Ginger duck is the primary ingredient in a soup that is especially popular in Taiwan. The soup contains strong rice wine and ginger flavors in addition to large chunks of duck meat still on the bone. Although no one knows its history for sure, legend has it that ginger duck originated in the Chinese province of Fujian.
Taiwanese cooks prepare ginger duck soup in a large clay pot and serve it communal style. Other ingredients that give the meat and broth their strong flavor include dry fruit, fresh herbs, and sesame oil. Ginger duck is a warm and comforting food during winter in Taiwan.
Tea Smoked Duck
The original purpose of smoking foods in China was to preserve them to eat in the future. The Chinese soon discovered that they enjoyed the taste of smoked food so much that chefs decided to refine the process and serve entire meals that had gone through the smoking process. Tea smoked duck is just one example.

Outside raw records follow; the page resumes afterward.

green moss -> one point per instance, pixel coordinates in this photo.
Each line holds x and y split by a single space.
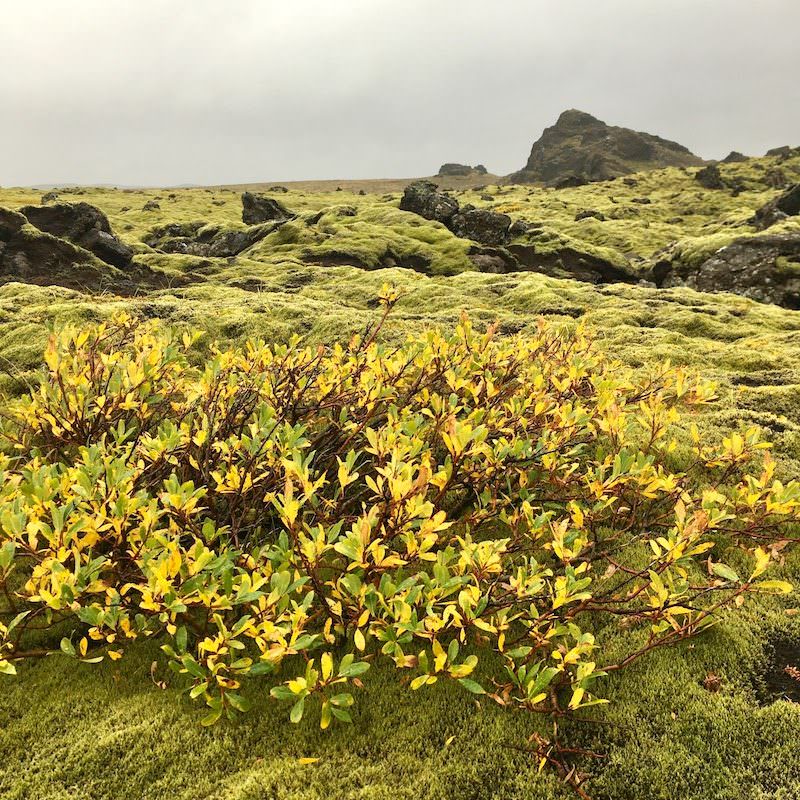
71 730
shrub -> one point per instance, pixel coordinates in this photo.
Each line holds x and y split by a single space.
301 512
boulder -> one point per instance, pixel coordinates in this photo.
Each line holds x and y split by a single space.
83 225
258 208
460 170
496 260
589 213
765 268
734 157
775 178
425 199
579 145
481 225
786 204
31 256
709 177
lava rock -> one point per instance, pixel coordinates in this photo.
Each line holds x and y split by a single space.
765 268
481 225
83 225
784 205
589 213
734 157
709 177
425 199
460 170
258 208
581 145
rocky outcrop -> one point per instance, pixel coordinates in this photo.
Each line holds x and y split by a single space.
581 147
30 255
209 241
481 225
258 208
425 199
501 240
460 170
734 157
784 205
765 268
710 177
83 225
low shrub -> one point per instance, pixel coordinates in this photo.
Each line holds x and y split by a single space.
301 512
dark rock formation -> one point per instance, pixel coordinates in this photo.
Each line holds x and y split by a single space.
580 146
590 213
258 208
200 239
425 199
481 225
492 231
775 178
709 177
388 260
784 205
765 268
734 157
566 262
493 259
83 225
452 169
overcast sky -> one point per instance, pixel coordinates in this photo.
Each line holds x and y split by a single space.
160 92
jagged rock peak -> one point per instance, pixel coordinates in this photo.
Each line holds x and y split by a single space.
580 147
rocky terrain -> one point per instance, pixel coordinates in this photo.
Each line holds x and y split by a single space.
696 263
581 148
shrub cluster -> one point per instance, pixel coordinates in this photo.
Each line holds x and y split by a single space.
300 512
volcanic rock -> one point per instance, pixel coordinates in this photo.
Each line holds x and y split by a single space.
425 199
579 146
83 225
258 208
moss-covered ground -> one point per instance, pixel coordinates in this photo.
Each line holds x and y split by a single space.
70 730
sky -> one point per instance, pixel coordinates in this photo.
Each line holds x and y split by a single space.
169 92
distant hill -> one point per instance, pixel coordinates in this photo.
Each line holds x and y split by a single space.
581 148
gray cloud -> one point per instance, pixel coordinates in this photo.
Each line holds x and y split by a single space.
194 91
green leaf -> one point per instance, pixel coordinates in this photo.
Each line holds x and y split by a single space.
472 686
196 691
781 587
180 638
725 572
7 668
296 713
238 702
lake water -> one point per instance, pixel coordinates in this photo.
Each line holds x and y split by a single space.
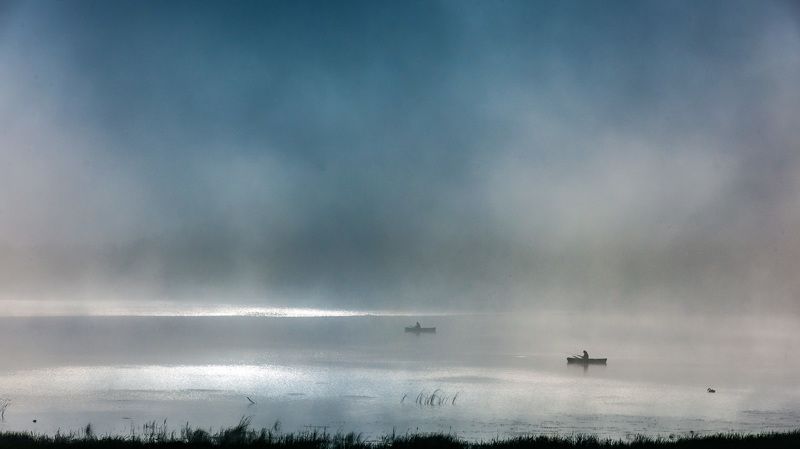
497 375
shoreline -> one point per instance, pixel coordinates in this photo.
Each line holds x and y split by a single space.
242 435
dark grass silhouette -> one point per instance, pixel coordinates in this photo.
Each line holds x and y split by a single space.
156 435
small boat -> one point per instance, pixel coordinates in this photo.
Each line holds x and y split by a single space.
582 361
421 330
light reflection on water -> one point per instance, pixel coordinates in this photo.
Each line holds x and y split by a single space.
363 374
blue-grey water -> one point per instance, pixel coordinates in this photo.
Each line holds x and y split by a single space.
496 374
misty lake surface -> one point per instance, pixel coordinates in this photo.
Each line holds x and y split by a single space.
497 375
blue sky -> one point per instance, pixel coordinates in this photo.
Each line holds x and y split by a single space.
450 154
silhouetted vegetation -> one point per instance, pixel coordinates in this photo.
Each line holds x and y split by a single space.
156 435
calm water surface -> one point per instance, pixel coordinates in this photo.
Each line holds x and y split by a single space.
498 375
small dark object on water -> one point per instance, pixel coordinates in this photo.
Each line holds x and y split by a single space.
417 329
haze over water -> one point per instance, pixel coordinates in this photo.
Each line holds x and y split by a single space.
501 374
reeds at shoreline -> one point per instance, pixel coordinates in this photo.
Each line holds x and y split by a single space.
241 435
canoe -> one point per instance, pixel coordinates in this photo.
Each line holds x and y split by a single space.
421 330
582 361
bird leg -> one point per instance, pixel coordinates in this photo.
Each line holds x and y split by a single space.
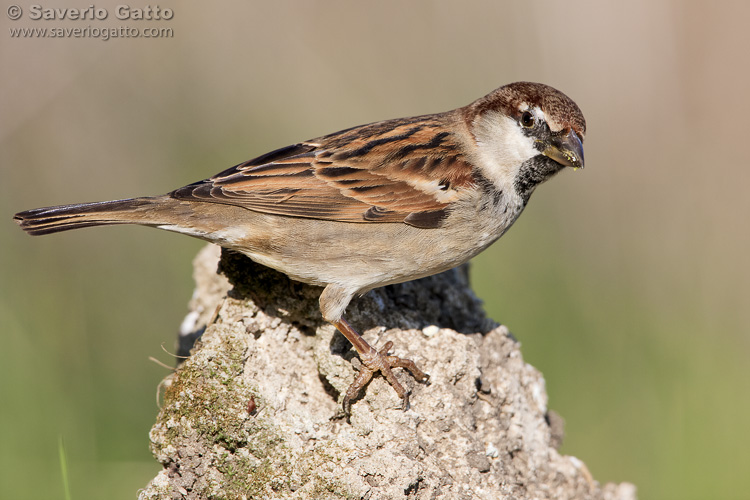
374 361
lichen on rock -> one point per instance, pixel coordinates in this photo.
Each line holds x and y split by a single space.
252 412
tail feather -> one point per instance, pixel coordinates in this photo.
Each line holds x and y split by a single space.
62 218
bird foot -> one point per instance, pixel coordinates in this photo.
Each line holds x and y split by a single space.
380 361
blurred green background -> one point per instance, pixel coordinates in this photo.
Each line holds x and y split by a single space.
627 283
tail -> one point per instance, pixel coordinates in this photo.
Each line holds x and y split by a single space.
55 219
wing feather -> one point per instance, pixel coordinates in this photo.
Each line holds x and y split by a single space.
406 170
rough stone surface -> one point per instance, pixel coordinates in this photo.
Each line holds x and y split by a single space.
251 413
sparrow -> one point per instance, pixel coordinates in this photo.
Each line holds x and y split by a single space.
368 206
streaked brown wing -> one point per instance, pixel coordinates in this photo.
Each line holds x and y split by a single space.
406 170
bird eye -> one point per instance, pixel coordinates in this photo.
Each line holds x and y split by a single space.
527 119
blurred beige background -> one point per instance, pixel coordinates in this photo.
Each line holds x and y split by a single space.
627 283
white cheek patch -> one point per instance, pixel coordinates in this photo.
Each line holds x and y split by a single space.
502 147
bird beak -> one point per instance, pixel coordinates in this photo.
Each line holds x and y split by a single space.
567 150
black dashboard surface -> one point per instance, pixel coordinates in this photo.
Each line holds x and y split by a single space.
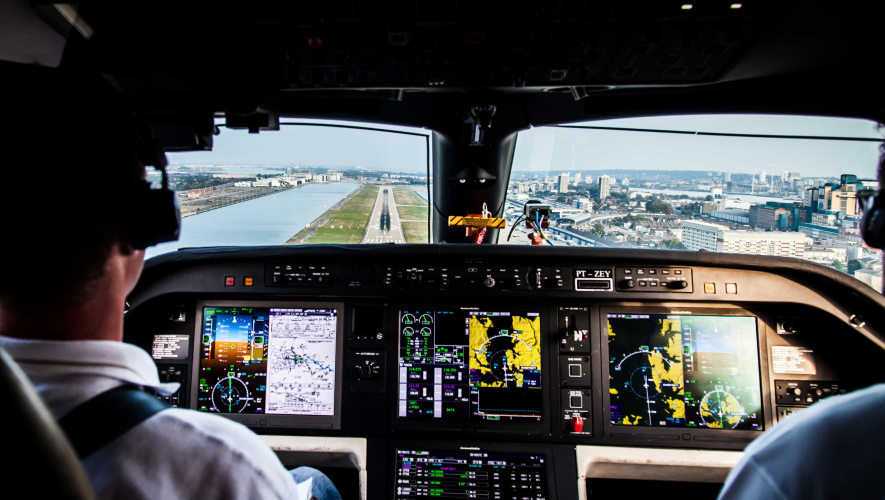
562 341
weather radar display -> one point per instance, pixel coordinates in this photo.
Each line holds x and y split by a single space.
684 371
470 364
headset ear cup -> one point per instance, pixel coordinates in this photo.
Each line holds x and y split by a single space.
873 224
153 217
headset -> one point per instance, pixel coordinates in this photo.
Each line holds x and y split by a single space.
151 216
873 222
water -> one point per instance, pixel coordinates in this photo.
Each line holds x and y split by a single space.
269 220
755 198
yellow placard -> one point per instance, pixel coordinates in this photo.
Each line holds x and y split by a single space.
493 222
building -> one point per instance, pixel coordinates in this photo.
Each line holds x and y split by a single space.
716 238
825 254
870 277
840 197
769 217
604 186
731 215
701 235
764 243
563 183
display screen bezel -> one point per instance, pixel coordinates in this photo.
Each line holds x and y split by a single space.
626 431
548 348
447 447
275 420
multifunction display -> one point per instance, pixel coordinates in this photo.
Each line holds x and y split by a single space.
465 364
470 474
260 360
684 371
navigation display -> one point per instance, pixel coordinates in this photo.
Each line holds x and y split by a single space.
684 371
265 360
465 364
469 474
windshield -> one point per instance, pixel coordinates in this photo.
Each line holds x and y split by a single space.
311 182
711 182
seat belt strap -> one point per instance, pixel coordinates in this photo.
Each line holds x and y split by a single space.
104 418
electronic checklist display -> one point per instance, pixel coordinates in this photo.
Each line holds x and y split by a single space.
470 364
470 473
274 360
680 370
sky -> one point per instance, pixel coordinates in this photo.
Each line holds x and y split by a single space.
551 149
554 149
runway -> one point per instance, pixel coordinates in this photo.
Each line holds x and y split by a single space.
384 224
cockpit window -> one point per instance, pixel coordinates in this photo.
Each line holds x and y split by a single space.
751 184
310 182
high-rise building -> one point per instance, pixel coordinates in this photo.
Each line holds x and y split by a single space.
604 186
716 238
563 182
770 217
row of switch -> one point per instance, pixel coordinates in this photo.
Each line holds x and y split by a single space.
298 275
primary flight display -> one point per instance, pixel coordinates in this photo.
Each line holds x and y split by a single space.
470 364
684 371
264 360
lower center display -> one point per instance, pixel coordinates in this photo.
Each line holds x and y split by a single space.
470 474
465 364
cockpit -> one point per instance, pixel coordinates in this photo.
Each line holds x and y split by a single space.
445 250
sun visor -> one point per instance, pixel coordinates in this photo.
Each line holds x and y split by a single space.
26 38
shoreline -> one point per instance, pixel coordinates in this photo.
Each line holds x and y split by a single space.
235 198
303 236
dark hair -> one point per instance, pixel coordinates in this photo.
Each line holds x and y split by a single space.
70 157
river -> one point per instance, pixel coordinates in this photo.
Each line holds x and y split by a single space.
270 220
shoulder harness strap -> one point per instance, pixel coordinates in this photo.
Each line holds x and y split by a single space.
104 418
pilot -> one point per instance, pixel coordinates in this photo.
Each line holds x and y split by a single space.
832 449
68 263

Preparing tea smoked duck involves roasting a marinated duck over tea leaves and twigs that come from an evergreen tree known as Camphor. This tree is native to China and several other Asian nations. In addition to marinating the duck meat, chefs also roast, smoke, and fry it. It is rare for people to prepare tea smoked duck at home since it can be complex to make. The most common places to find it are Sichuan restaurants and banquets.
As a traditional Vietnamese dish, chao vit contains rice porridge with steamed or cooked duck meat pieces. These are the primary ingredients. Others include:
- Black pepper
- Broken rice
- Fish sauce
- Green onions
Some street vendors in Vietnam serve chao vit with coagulated blood chunks but this is not common. Like ginger duck, chao vit is most popular in the winter. Items accompanying this meal often include rice crackers topped with sesame seeds, dipping sauce for the crackers, and banh trang.
This national dish from Korea is well-known for its savory, sweet, and garlic flavors. Although duck is a popular meat to use when preparing bulgogi, the recipe also works well with beef, venison, and several other types of skinless red meat. Here are the primary ingredients for duck bulgogi:
- Several large chunks of duck meat
- Soy sauce
- Rice vinegar
- Sesame oil
- White and green chopped onions
- Garlic cloves
- Fresh chopped ginger
- Cooked white rice and kimchi
- Optional black sesame seeds
The chef combines all ingredients except the duck meat into a blender and allows them to marinate for up to 24 hours. When it’s time to serve dinner, the duck meat should sit next to kimchi and rice on a plate. Sprinkling the duck meat with marinade sauce before serving adds even more flavor.
The good news for anyone looking for new duck dishes is that dozens of additional possibilities exist for those willing to do the research.